In the continuous discussion on music, there are a lot of subjects to take into consideration, especially with artists who have been in the game for a longer period. With Mac Demarco and his newest album, This Old Dog, the conversation seems to revolve around a maturing sound. The third LP in Demarco’s discography is a reflection on the last decade in independent music and the struggles he faces as he gets closer to being a staple in the scene rather than being the new kid on the block.
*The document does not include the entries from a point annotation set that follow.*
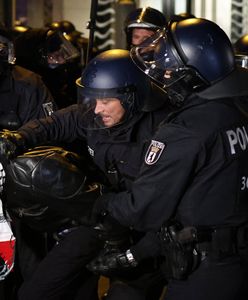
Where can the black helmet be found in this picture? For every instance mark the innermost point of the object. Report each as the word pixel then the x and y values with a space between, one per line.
pixel 57 50
pixel 47 187
pixel 147 18
pixel 191 55
pixel 112 74
pixel 241 51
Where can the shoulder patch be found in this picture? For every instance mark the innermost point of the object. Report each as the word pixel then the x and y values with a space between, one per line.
pixel 154 152
pixel 48 108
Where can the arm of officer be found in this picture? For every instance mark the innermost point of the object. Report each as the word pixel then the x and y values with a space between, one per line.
pixel 61 126
pixel 163 180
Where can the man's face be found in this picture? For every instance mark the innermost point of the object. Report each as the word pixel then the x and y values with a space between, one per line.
pixel 110 110
pixel 140 34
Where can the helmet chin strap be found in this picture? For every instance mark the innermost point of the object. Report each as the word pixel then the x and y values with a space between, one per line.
pixel 182 88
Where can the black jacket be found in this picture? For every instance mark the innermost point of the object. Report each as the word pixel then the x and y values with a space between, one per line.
pixel 23 97
pixel 117 152
pixel 196 168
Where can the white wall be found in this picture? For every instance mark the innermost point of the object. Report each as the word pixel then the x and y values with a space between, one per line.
pixel 78 12
pixel 221 14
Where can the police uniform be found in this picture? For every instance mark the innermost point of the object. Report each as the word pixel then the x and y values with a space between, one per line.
pixel 195 171
pixel 23 97
pixel 117 152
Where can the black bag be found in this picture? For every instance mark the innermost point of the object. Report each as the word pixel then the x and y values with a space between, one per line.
pixel 47 187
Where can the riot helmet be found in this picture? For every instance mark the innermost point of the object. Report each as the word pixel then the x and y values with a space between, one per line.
pixel 57 50
pixel 112 75
pixel 143 18
pixel 47 187
pixel 241 51
pixel 190 56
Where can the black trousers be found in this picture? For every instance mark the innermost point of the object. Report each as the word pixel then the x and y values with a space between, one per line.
pixel 62 274
pixel 225 279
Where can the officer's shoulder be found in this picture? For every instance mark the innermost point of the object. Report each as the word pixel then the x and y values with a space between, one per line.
pixel 25 77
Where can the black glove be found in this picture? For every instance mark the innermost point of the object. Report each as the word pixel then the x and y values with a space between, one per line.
pixel 112 262
pixel 11 144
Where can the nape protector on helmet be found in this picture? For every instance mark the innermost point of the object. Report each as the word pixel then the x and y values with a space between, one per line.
pixel 112 74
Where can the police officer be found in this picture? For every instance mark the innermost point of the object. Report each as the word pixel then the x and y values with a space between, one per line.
pixel 193 182
pixel 23 94
pixel 142 23
pixel 54 58
pixel 23 97
pixel 116 119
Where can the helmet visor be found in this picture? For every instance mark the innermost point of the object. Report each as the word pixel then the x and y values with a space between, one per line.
pixel 242 60
pixel 59 50
pixel 101 111
pixel 156 58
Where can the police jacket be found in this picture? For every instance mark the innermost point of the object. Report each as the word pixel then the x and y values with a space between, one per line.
pixel 117 151
pixel 196 167
pixel 23 97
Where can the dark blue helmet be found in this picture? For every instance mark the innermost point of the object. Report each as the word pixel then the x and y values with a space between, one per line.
pixel 192 54
pixel 113 74
pixel 241 51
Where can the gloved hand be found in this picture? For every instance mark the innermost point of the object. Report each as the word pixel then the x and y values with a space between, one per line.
pixel 11 144
pixel 112 262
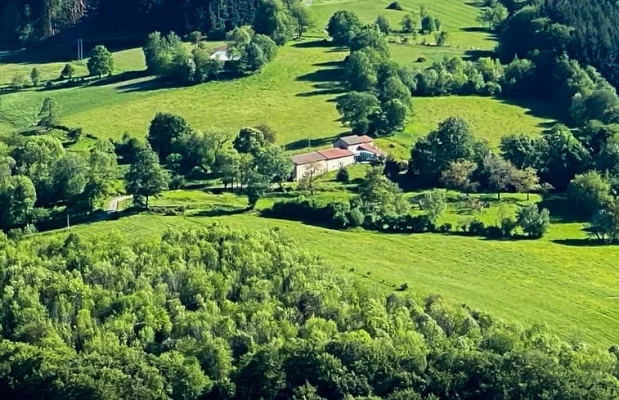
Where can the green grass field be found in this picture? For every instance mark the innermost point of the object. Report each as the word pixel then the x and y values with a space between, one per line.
pixel 294 94
pixel 571 288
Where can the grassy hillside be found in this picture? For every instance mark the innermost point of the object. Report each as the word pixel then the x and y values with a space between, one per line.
pixel 573 289
pixel 294 94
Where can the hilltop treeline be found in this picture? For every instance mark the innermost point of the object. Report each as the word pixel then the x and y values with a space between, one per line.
pixel 586 30
pixel 24 22
pixel 221 314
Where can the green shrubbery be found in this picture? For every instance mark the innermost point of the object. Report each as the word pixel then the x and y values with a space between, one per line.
pixel 227 314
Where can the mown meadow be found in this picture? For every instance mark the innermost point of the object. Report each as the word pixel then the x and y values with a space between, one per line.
pixel 294 94
pixel 560 280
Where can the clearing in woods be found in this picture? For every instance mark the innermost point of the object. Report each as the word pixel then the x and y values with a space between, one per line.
pixel 570 287
pixel 295 94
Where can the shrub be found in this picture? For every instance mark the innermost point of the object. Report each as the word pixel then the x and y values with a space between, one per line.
pixel 15 234
pixel 534 223
pixel 18 82
pixel 177 182
pixel 476 227
pixel 29 229
pixel 342 175
pixel 508 225
pixel 356 217
pixel 444 228
pixel 195 37
pixel 421 224
pixel 395 6
pixel 494 232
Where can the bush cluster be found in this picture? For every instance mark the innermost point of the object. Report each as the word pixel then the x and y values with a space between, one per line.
pixel 340 215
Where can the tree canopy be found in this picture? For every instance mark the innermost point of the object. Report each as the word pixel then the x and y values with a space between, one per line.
pixel 220 313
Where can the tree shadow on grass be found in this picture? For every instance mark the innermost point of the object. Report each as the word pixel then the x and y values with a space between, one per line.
pixel 476 54
pixel 313 143
pixel 326 81
pixel 87 82
pixel 537 109
pixel 322 75
pixel 38 55
pixel 583 243
pixel 220 212
pixel 478 29
pixel 149 85
pixel 330 64
pixel 312 44
pixel 561 210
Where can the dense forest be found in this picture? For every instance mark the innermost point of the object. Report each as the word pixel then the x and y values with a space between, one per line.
pixel 30 21
pixel 223 314
pixel 586 30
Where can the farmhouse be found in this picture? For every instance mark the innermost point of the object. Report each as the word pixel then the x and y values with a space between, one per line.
pixel 322 161
pixel 362 146
pixel 346 151
pixel 221 54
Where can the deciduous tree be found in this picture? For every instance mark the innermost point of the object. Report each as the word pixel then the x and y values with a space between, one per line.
pixel 101 61
pixel 146 177
pixel 459 176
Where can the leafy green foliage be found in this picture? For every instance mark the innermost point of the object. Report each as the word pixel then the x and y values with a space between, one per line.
pixel 453 141
pixel 589 193
pixel 533 221
pixel 67 71
pixel 164 132
pixel 343 26
pixel 249 141
pixel 48 114
pixel 35 76
pixel 408 24
pixel 220 333
pixel 101 61
pixel 342 175
pixel 434 204
pixel 146 177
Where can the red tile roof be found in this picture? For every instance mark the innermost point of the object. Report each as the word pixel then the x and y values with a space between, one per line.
pixel 307 158
pixel 356 139
pixel 336 153
pixel 321 155
pixel 372 149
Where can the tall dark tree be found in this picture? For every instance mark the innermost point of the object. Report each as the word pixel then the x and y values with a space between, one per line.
pixel 164 131
pixel 146 177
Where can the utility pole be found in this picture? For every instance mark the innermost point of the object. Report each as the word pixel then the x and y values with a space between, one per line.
pixel 80 50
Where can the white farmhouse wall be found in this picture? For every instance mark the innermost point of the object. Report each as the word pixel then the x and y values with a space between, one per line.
pixel 354 148
pixel 333 165
pixel 323 166
pixel 300 170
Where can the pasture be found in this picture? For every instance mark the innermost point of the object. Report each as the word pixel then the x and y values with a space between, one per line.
pixel 568 285
pixel 294 94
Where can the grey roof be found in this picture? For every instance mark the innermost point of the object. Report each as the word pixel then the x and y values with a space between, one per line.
pixel 356 139
pixel 307 158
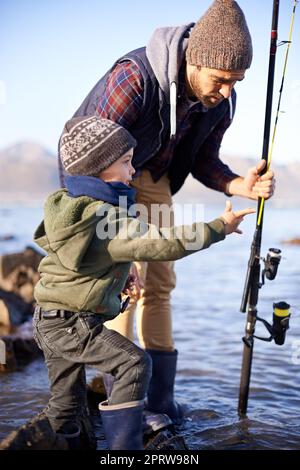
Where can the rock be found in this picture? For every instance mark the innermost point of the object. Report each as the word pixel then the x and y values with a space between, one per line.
pixel 37 434
pixel 13 309
pixel 19 272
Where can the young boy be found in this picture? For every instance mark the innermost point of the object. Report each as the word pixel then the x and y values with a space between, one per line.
pixel 91 241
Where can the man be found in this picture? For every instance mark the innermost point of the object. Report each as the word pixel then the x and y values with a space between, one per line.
pixel 177 98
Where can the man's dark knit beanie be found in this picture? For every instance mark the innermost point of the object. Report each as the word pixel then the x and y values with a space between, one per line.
pixel 88 145
pixel 221 39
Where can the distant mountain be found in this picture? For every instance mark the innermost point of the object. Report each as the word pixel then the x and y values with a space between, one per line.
pixel 29 172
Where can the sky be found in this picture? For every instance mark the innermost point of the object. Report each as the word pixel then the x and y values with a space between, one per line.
pixel 53 52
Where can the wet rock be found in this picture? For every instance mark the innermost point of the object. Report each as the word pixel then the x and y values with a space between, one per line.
pixel 20 348
pixel 37 434
pixel 19 273
pixel 7 237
What I hear the most from people on This Old Dog is that Demarco’s subject matter is what has matured greatly. I can’t help but disagree and deviate from hat opinion, Mac has always written music about his own life creating a diary-like subject matter in his lyrics. To me, there is nothing more mature than wearing one’s own heart on one’s sleeve even if some of the lyrics are humorous. Where we hear maturing in Mac’s sound is in his production style and instrumentation.
For the most part, this is an acoustic guitar album and a damn good one at it. A few months ago, I wrote about Ty Segall’s use of acoustic guitar on his recent self-titled LP and how some of the tracks on it will hopefully inspire new musicians to not overlook the instrument. It’s safe to say that the listener can definitely throw This Old Dog into the same category. Paired with his signature keyboard style and funk-inspired rhythm section, the acoustic is a great move on Mac Demarco’s part, it will be exciting to see how he recreates the new songs in a live setting where he’s known not to stray from the electric guitar, even during solo performances.
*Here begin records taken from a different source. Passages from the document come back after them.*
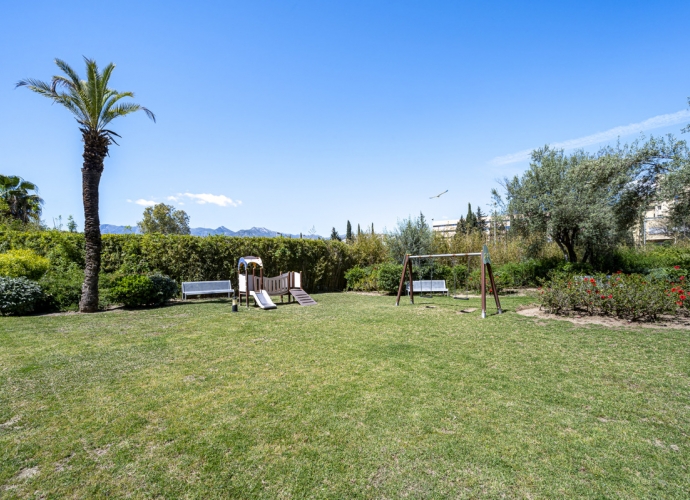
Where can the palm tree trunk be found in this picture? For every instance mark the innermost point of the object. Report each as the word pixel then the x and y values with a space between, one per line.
pixel 95 149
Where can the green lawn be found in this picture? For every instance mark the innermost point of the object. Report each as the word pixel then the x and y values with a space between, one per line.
pixel 350 398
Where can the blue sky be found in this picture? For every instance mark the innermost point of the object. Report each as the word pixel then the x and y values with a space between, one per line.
pixel 299 114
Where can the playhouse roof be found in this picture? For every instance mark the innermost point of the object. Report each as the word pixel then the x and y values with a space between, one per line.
pixel 250 260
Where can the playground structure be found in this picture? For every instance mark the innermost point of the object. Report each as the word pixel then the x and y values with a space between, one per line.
pixel 261 288
pixel 485 271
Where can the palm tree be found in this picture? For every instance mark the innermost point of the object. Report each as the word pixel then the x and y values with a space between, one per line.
pixel 20 203
pixel 94 106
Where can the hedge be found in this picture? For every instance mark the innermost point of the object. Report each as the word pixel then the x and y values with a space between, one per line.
pixel 195 258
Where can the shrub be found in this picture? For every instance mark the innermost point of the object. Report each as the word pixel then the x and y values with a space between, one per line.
pixel 632 296
pixel 362 279
pixel 62 287
pixel 141 290
pixel 19 296
pixel 389 277
pixel 474 281
pixel 23 263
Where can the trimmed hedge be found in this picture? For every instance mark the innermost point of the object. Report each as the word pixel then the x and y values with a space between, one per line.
pixel 192 258
pixel 23 263
pixel 19 296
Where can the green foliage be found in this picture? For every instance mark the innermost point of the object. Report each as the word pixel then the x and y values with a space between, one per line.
pixel 19 198
pixel 19 296
pixel 412 236
pixel 388 278
pixel 23 263
pixel 193 258
pixel 164 219
pixel 62 287
pixel 629 296
pixel 141 290
pixel 587 203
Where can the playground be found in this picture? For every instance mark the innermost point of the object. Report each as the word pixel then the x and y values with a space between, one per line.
pixel 353 398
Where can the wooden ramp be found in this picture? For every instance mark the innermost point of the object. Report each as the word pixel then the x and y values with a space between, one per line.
pixel 302 297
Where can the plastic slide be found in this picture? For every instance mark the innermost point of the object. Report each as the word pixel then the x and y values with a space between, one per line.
pixel 263 300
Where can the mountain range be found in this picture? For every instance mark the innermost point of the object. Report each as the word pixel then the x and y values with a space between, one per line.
pixel 204 231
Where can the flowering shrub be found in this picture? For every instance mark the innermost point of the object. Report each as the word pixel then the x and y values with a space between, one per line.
pixel 630 296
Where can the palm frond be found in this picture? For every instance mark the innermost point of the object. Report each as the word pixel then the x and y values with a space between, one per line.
pixel 67 69
pixel 93 104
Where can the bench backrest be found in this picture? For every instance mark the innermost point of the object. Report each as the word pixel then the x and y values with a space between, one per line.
pixel 428 286
pixel 207 286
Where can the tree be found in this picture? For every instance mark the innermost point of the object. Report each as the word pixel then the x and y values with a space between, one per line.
pixel 589 202
pixel 461 227
pixel 480 221
pixel 94 106
pixel 71 225
pixel 164 219
pixel 413 236
pixel 20 199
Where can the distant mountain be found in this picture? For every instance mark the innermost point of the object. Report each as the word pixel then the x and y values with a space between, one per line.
pixel 204 231
pixel 111 229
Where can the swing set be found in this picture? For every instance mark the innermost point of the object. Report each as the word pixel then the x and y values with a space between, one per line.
pixel 486 270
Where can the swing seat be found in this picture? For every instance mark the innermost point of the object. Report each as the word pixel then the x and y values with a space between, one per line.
pixel 428 286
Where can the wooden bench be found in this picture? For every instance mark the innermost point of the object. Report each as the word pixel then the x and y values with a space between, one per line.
pixel 428 286
pixel 206 288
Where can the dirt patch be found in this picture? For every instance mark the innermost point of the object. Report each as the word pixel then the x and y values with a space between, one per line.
pixel 28 473
pixel 533 311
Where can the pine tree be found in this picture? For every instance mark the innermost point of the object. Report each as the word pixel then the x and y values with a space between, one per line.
pixel 471 219
pixel 481 222
pixel 461 228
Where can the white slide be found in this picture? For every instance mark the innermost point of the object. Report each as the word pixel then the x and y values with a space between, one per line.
pixel 263 300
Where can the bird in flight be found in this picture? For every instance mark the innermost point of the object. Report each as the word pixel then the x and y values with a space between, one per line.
pixel 438 195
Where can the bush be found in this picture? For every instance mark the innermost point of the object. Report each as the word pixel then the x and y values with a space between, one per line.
pixel 195 258
pixel 19 296
pixel 62 287
pixel 474 281
pixel 631 296
pixel 23 263
pixel 141 290
pixel 361 279
pixel 389 277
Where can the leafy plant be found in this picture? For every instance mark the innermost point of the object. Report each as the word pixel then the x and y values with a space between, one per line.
pixel 629 296
pixel 62 287
pixel 19 296
pixel 141 290
pixel 23 263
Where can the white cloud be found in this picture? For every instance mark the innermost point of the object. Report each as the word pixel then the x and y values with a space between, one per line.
pixel 143 202
pixel 649 124
pixel 214 199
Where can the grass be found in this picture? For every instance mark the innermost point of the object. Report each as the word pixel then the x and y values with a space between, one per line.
pixel 353 398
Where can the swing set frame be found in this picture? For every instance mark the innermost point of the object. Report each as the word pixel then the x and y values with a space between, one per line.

The album opens with two tracks that were released a few months ago, My Old Man and then the title track follows. The former is a great opener, in the past there has been some small glimpses into Mac Demarco’s deeper side, one beyond his fun love songs and party ballads. However, My Old Man sets the stage perfectly for the rest of the album with Demarco talking about growing older and wanting to be himself rather than follow in someone else’s footsteps, presumably his own father in this song.
For the First Time is a great song on the album and an instant classic in Demarco’s repertoire. As stated in the last paragraph, something he’s known for is fun love songs. I say fun because unlike other contemporary music, Mac has always had a way with writing about his girlfriend [Kiera, I think?] in a way that isn’t serious nor un-serious, just fun. Isn’t that what being young and in love is supposed to be about, just enjoying one’s time with someone? The other love song on this album One More Love Song, tackles the subject in a similar way and also features a standard, acoustic piano; another instrument Demarco isn’t widely known for incorporating.
One of the most compelling songs on This Old Dog is Dreams of Yesterday. In it, Mac sings about dealing with success and living out a teenager’s dreams as a twenty-something. “Once a life, believes it’s got it set up, a closer look reveals, just how empty you can feel” he sings over the ever-present acoustic. The rock star life isn’t what it appears to be, is what he’s getting at. It’s not a bad life, just not what everyone thinks it is.
The last track worth touching on is gracefully placed towards the end, Moonlight on the River. “I’d say, see ya later, if I thought I’d see ya later” is one of the best lyrics I’ve heard this last week. It’s tough to say if the song is about anything or anyone in particular but from what this writer can tell, it’s another song about success and what artists think about between their time in the spotlight.
So is This Old Dog and album that exemplifies maturity in artistry? While most opinions would point towards yes, I would like to throw my two cents in by saying that the album is a better example of expansion in craft. As we get older and experience life from different perspectives, we also find more to write about. Mac Demarco is one of those artists whose music is still growing and the audio aesthetic on This Old Dog is merely chapter two for an artist with a long career ahead.